La festa della Liberazione dal nazifascismo è sempre stata l’occasione per tornare alle più forti e amate radici della nostra democrazia nascente, della nostra Costituzione. Facendoci largo nella retorica nazionale sulla Resistenza, tanto più assordante quanto più svuotata della sostanza, è un’occasione per cogliere le differenze politiche, culturali e storiche presenti nel nostro paese. Ma questo 25 Aprile, che resta vivo nelle piazze, ha evidenziato ancora di più le distanze, anche se in modo radicalmente diverso dal passato.

Negli ultimi venti anni l’antifascismo è coinciso in larga parte con l’antiberlusconismo, anche perché l’uomo di Arcore aveva sdoganato figli e nipoti del vecchio Msi, e prima di presentarsi a Onna con il fazzoletto tricolore dei partigiani, aveva disertato e svilito il significato della ricorrenza.

Oggi qualcosa è cambiato, perché la situazione politica che ha portato al governo del Presidente (o di scopo o di servizio…) ha rotto lo schema classico antifascismo-antiberlusconismo. Che rimane invece saldamente in mano al partito di Vendola, mente sfugge dalle opzioni del Pd (condizionato dalle larghe intese), per depositarsi tra le larghe braccia movimentiste dei grillini. Di Grillo si può dire di tutto, tranne che gli manchi fiuto politico. Nel suo elenco di riferimenti alla “morte del 25 Aprile” cerca di pescare tra i sentimenti e le opinioni della sinistra, tradizionale e non solo, per sottolineare la diversità tra il M5S e il resto del mondo (politico). Il suo “catalogo resistenziale” è gonfio di cattiva retorica e di vere sciocchezze. Tuttavia è indubbio che l’elenco colpisce al cuore una fetta dell’elettorato del Pd. E ha un bel dire Napolitano, dal museo di via Tasso, del coraggio e del senso dell’unità della Resistenza. Parole importanti che segnano la storia italiana dal 1945 in poi, e che, proprio per questo, non dovrebbero essere usate per mettere la camicia di forza al parlamento e alla democrazia. I richiami del Capo dello Stato fanno a pugni con la realtà che oggi vede il Pd unirsi a Berlusconi, e i militanti costretti a baciare il rospo.
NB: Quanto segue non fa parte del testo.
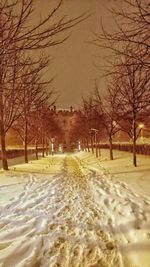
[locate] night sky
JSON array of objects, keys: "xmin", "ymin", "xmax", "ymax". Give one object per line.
[{"xmin": 35, "ymin": 0, "xmax": 117, "ymax": 108}]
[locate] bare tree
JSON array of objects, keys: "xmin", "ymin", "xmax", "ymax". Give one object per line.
[
  {"xmin": 94, "ymin": 0, "xmax": 150, "ymax": 68},
  {"xmin": 0, "ymin": 0, "xmax": 87, "ymax": 170},
  {"xmin": 13, "ymin": 58, "xmax": 54, "ymax": 163},
  {"xmin": 95, "ymin": 81, "xmax": 120, "ymax": 160},
  {"xmin": 113, "ymin": 58, "xmax": 150, "ymax": 166}
]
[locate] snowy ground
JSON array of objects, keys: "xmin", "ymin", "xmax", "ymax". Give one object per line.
[{"xmin": 0, "ymin": 153, "xmax": 150, "ymax": 267}]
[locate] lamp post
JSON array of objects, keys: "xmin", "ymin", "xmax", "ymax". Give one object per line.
[
  {"xmin": 139, "ymin": 123, "xmax": 144, "ymax": 143},
  {"xmin": 51, "ymin": 138, "xmax": 55, "ymax": 156},
  {"xmin": 91, "ymin": 128, "xmax": 98, "ymax": 158},
  {"xmin": 78, "ymin": 141, "xmax": 81, "ymax": 152}
]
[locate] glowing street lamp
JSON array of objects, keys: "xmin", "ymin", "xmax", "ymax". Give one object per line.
[
  {"xmin": 51, "ymin": 138, "xmax": 55, "ymax": 156},
  {"xmin": 91, "ymin": 128, "xmax": 99, "ymax": 158},
  {"xmin": 78, "ymin": 141, "xmax": 81, "ymax": 152},
  {"xmin": 138, "ymin": 123, "xmax": 144, "ymax": 143}
]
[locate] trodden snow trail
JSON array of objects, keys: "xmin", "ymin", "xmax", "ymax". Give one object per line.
[{"xmin": 0, "ymin": 154, "xmax": 150, "ymax": 267}]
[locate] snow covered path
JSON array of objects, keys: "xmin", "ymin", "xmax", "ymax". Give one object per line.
[{"xmin": 0, "ymin": 155, "xmax": 150, "ymax": 267}]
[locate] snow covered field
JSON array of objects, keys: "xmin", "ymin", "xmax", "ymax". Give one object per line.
[{"xmin": 0, "ymin": 153, "xmax": 150, "ymax": 267}]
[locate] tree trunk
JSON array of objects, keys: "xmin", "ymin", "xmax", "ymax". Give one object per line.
[
  {"xmin": 46, "ymin": 141, "xmax": 48, "ymax": 156},
  {"xmin": 24, "ymin": 122, "xmax": 28, "ymax": 163},
  {"xmin": 133, "ymin": 123, "xmax": 137, "ymax": 167},
  {"xmin": 1, "ymin": 131, "xmax": 8, "ymax": 171},
  {"xmin": 35, "ymin": 141, "xmax": 39, "ymax": 160},
  {"xmin": 42, "ymin": 138, "xmax": 45, "ymax": 158},
  {"xmin": 91, "ymin": 137, "xmax": 94, "ymax": 154},
  {"xmin": 98, "ymin": 144, "xmax": 101, "ymax": 157},
  {"xmin": 109, "ymin": 136, "xmax": 114, "ymax": 160},
  {"xmin": 87, "ymin": 140, "xmax": 90, "ymax": 152},
  {"xmin": 95, "ymin": 139, "xmax": 98, "ymax": 158}
]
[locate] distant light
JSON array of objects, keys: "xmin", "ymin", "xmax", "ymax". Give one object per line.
[{"xmin": 139, "ymin": 123, "xmax": 144, "ymax": 129}]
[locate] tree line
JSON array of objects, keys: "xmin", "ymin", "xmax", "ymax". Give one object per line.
[
  {"xmin": 0, "ymin": 0, "xmax": 87, "ymax": 170},
  {"xmin": 72, "ymin": 0, "xmax": 150, "ymax": 166}
]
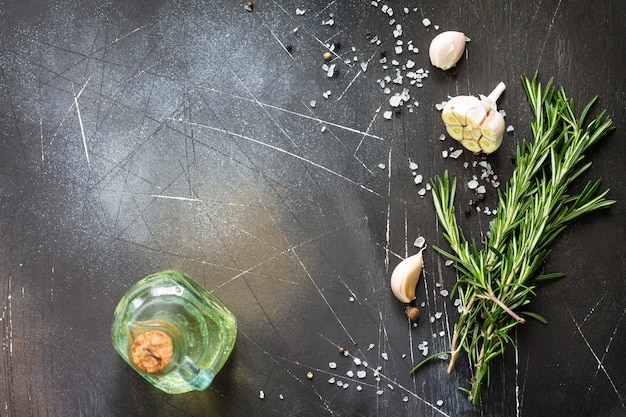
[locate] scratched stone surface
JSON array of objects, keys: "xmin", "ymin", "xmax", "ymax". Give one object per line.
[{"xmin": 0, "ymin": 0, "xmax": 626, "ymax": 417}]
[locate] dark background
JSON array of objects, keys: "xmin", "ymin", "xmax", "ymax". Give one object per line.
[{"xmin": 0, "ymin": 0, "xmax": 626, "ymax": 417}]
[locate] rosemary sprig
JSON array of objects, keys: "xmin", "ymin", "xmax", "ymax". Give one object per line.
[{"xmin": 433, "ymin": 74, "xmax": 615, "ymax": 403}]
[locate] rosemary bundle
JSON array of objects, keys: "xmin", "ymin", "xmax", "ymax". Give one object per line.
[{"xmin": 426, "ymin": 74, "xmax": 615, "ymax": 404}]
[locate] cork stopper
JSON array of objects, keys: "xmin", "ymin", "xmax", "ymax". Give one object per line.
[{"xmin": 130, "ymin": 330, "xmax": 174, "ymax": 374}]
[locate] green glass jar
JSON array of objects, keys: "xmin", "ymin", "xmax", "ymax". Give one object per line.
[{"xmin": 111, "ymin": 270, "xmax": 237, "ymax": 394}]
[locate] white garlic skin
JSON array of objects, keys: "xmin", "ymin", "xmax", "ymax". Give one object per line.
[
  {"xmin": 428, "ymin": 30, "xmax": 469, "ymax": 71},
  {"xmin": 391, "ymin": 251, "xmax": 424, "ymax": 303}
]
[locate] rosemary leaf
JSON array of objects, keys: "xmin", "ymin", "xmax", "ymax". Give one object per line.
[{"xmin": 428, "ymin": 74, "xmax": 615, "ymax": 403}]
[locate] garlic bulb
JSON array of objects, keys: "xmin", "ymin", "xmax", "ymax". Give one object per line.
[
  {"xmin": 428, "ymin": 30, "xmax": 470, "ymax": 71},
  {"xmin": 391, "ymin": 251, "xmax": 424, "ymax": 303},
  {"xmin": 441, "ymin": 83, "xmax": 506, "ymax": 153}
]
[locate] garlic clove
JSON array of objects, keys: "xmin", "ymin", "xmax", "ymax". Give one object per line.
[
  {"xmin": 441, "ymin": 83, "xmax": 506, "ymax": 153},
  {"xmin": 428, "ymin": 30, "xmax": 469, "ymax": 71},
  {"xmin": 391, "ymin": 249, "xmax": 424, "ymax": 303}
]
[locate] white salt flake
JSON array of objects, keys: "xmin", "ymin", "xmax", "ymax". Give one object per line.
[{"xmin": 467, "ymin": 180, "xmax": 478, "ymax": 190}]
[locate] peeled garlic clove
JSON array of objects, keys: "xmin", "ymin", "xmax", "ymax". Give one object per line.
[
  {"xmin": 478, "ymin": 111, "xmax": 504, "ymax": 153},
  {"xmin": 391, "ymin": 251, "xmax": 424, "ymax": 303},
  {"xmin": 428, "ymin": 30, "xmax": 469, "ymax": 71},
  {"xmin": 441, "ymin": 83, "xmax": 506, "ymax": 153}
]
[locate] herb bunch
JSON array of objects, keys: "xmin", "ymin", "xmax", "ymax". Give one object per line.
[{"xmin": 426, "ymin": 74, "xmax": 615, "ymax": 404}]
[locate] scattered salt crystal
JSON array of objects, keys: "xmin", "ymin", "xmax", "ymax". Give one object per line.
[
  {"xmin": 467, "ymin": 180, "xmax": 478, "ymax": 190},
  {"xmin": 389, "ymin": 93, "xmax": 402, "ymax": 107},
  {"xmin": 326, "ymin": 64, "xmax": 337, "ymax": 78}
]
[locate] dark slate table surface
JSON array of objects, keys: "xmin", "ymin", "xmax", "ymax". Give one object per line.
[{"xmin": 0, "ymin": 0, "xmax": 626, "ymax": 417}]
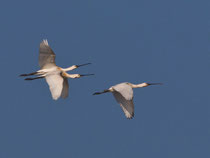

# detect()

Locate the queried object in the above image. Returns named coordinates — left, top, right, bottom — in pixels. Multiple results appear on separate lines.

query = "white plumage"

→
left=20, top=40, right=93, bottom=100
left=93, top=82, right=161, bottom=119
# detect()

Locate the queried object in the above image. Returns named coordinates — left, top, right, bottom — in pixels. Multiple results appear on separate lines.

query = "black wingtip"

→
left=80, top=74, right=95, bottom=77
left=24, top=78, right=34, bottom=81
left=19, top=74, right=27, bottom=77
left=147, top=83, right=163, bottom=85
left=76, top=63, right=92, bottom=67
left=93, top=92, right=101, bottom=95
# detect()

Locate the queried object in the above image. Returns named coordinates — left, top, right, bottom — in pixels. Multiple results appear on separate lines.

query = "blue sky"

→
left=0, top=0, right=210, bottom=158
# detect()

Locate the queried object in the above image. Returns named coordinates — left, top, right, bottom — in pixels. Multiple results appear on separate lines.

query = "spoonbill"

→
left=20, top=40, right=93, bottom=100
left=93, top=82, right=162, bottom=119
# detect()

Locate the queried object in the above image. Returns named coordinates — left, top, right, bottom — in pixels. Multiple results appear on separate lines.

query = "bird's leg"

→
left=62, top=63, right=91, bottom=71
left=62, top=72, right=94, bottom=78
left=93, top=89, right=111, bottom=95
left=25, top=76, right=44, bottom=81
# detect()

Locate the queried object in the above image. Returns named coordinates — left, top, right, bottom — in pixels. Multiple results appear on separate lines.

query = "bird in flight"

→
left=93, top=82, right=162, bottom=119
left=20, top=40, right=93, bottom=100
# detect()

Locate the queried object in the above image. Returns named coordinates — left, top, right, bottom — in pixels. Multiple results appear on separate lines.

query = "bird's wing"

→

Per il partito che ancora raccoglie la maggioranza degli elettori della sinistra sono i giorni più difficili dai tempi della Bolognina. Le occupazioni delle sedi, le assemblee infuocate e le nuove iniziative  annunciate (come quella di martedì prossimo a Bologna con Landini, Cofferati, Barca e Rodotà), dicono che l’iceberg del dissenso interno è già emerso. Solo che nessuno può sapere quale strada prenderà. L’unico collante interno può essere la paura di nuove elezioni, perché da un voto il Pd potrebbe uscirne davvero con le ossa rotte, assaggiando le percentuali da Pasok, diventando la terza forza politica italiana. E noi tutti ritrovarci di fronte a un centrodestra berlusconiano ancora vincente. Un disastro per il paese. Ma quale sarebbe allora l’alternativa?Un governo con il Pd prigioniero politico, condannato a un’alleanza propedeutica al suo funerale, con nemmeno più la faccia del morto?

Un fatto è sicuro: per Letta (Enrico) saranno ore e giorni molto difficili, legati alla corda di Berlusconi. Chi lo ha incontrato lo ha visto comprensibilmente terrorizzato. E’ in un gioco più grande, molto più grande, di lui. Le sue stampelle di partito sono fragili, pronte a spezzarsi in qualsiasi momento.